Let's see this in action.
app/datamodels/models.ts
file aboveactivity
in the UserActivity
data model, this will
remove the activity from the data model and create a change.$ npx @514labs/moose-cli@latest bump-version
It will bump the version in your package.json file and add a pointer between the git commit and the previous version to the project.toml file.
[supported_old_versions]
"0.0" = "263297f"
$ npx @514labs/moose-cli@latest generate migrations
This command will generate a SQL mapping file in the flows directory:
(eventId, timestamp, userId, activity) -> (eventId, timestamp, userId)
This is a SQL fragment (opens in a new tab) that gets embedded into two other queries:
This represents Moose's best guess at the migration path between versions, but please feel free to edit the SQL mapping file to specify particular mapping, typing, etc.
This file allows a user to send data to the old data model version and the new data model version, and the data for the old version will continuously be migrated to the new data model.

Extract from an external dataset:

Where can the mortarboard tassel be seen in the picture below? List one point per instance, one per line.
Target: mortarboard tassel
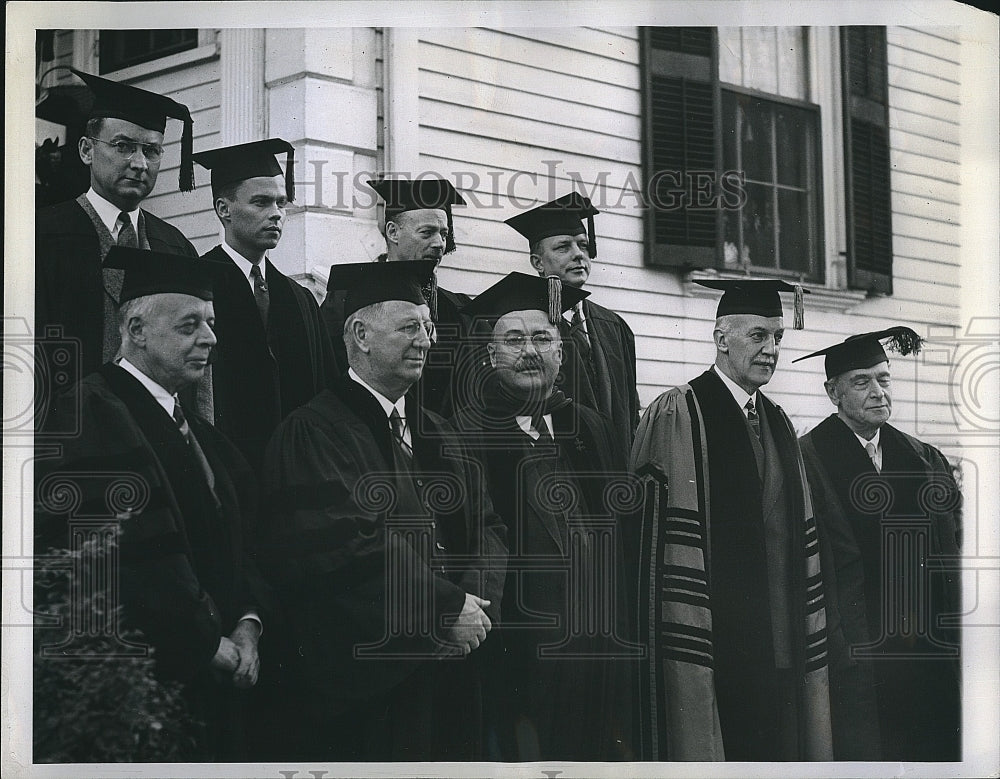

Inspect the resulting state
Let's start by starting dev mode in the project
$ npx @514labs/moose-cli@latest dev
Once the CLI is done processing old versions, you will be able to open the dev
console at http://localhost:3001/primitives/models/UserActivity?tab=query
.
On this query screen, you will be able to see the additional tables automatically created for
you: UserActivity_0_1
is one of them.
Run the following in your terminal to send some data to v0 of your data model
$ curl -v -X POST \
-H "Content-Type: application/json" \
-d "{\"eventId\": \"1\", \"timestamp\": \"$(date '+%Y-%m-%d %H:%M:%S')\", \"userId\": \"1\", \"activity\": \"click\"}" \
http://localhost:4000/ingest/UserActivity/0.0
You will notice that it contains the activity field that we deleted.
Now in the UI you can query this table by running in the query tab.

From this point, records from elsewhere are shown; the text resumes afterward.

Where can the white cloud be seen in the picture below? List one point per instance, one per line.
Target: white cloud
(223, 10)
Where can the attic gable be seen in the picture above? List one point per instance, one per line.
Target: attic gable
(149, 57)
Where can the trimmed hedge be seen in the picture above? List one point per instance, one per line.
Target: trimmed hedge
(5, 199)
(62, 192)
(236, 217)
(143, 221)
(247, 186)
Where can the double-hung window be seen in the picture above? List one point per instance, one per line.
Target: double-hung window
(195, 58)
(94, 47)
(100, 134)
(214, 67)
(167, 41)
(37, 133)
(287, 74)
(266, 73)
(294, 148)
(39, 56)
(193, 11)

SELECT * FROM local.UserActivity_0_0 LIMIT 50;
You should see the event we just added there.
The continuous migration working behind the scenes will allow you to also see the data
inside local.UserActivity_0_1
SELECT * FROM local.UserActivity_0_1 LIMIT 50;
And now you should see the same record without the activity
column. The data was seamlessly migrated to the new table. This is a trivial example,
but the same feature holds true for more complex migrations.

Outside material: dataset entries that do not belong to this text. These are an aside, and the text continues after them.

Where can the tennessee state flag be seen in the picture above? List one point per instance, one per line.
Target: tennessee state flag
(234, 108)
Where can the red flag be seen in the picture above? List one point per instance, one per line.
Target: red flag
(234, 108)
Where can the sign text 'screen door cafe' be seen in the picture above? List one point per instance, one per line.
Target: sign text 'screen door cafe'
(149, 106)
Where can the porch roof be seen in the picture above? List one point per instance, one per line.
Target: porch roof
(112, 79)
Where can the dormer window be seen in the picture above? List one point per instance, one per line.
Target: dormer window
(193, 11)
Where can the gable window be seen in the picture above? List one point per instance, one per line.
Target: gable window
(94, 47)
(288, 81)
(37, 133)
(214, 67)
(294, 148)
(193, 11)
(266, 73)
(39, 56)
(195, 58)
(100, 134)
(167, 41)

Now if we want to set some data to the new data model version:
curl -v -X POST \
-H "Content-Type: application/json" \
-d "{\"eventId\": \"2\", \"timestamp\": \"$(date '+%Y-%m-%d %H:%M:%S')\", \"userId\": \"2\"}" \
http://localhost:4000/ingest/UserActivity/0.1
The data will show up in the 0.2 table but not in the 0.1 table. That enables you to keep old models alive with historical data as you migrate your infrastructure to produce and consume data on the new data model. Once all your data is migrated, you can remove the old version, and we will appropriately clean up the infrastructure.
To summarize: the Data Change Management feature allows you to version your data infrastructure alongside your Data Models. As you update your Data Models, Moose will automate the creation of data infrastructure, and allow you to run the old data infrastructure alongside the new data infrastructure, keeping the old data flowing through to the new Data Models with migrations. Such migrations are defined by Moose, but you may change the definition as per your requirements. This allows you to treat your data infrastructure and your Data Models as you do your code.